WASHINGTON--()--The following press release was issued by Merchants Payments Coalition:

Sales are expected to jump 4 percent this holiday season, which means tidings of joy for retailers and the entire economy during a crucial time of the year.

But, as always, the banks will be there to deflate the holiday cheer. That’s because banks help themselves to as much as 4 percent of the purchase price when customers swipe a credit card to buy a turkey or a television or a tie for Dad. That money comes right out of the pockets of merchants and their customers.

Let’s say you pay $60 for the latest Assassin’s Creed video game for the kids. A “swipe fee” of 4 percent would be $2.40 going straight to the bank that issued your card. Yet it costs that bank only a few pennies to process the purchase. That’s a profit margin in five figures!

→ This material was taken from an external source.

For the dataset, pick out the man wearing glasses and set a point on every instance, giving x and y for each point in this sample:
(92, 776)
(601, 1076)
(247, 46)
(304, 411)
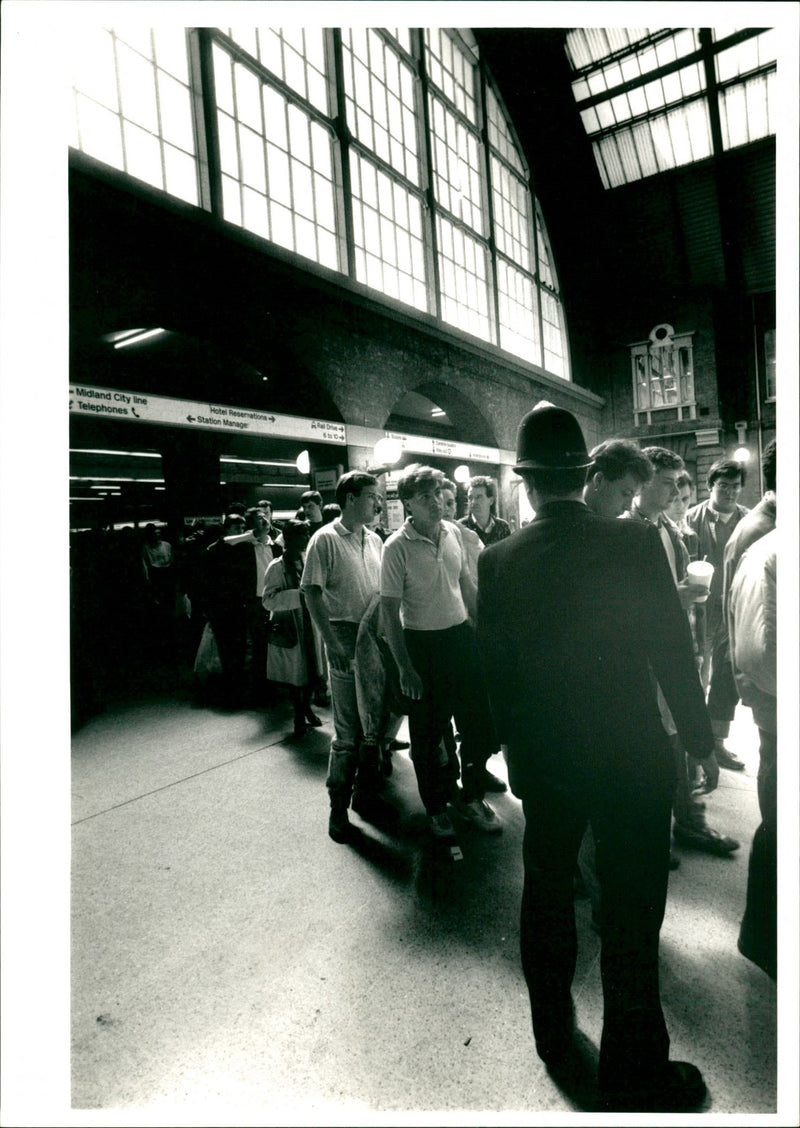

Consider the total impact: The National Retail Federation estimates sales will reach $617 billion from November through December. If consumers used credit cards to spend all that, bank swipe fees would add up to $15 billion based on their average cut of around 2.5 percent of sales – a nice stocking-stuffer for the banks.

Many merchants, on the other hand, scrape by on skimpy profit margins of only a percentage or two. So they have no choice but to pass along at least some of the cost of these outrageous swipe fees to you, the customer. Everything you buy, whether you use a card or not, from gas and groceries to clothes and shoes, is more expensive because the banks abuse their power over retailers.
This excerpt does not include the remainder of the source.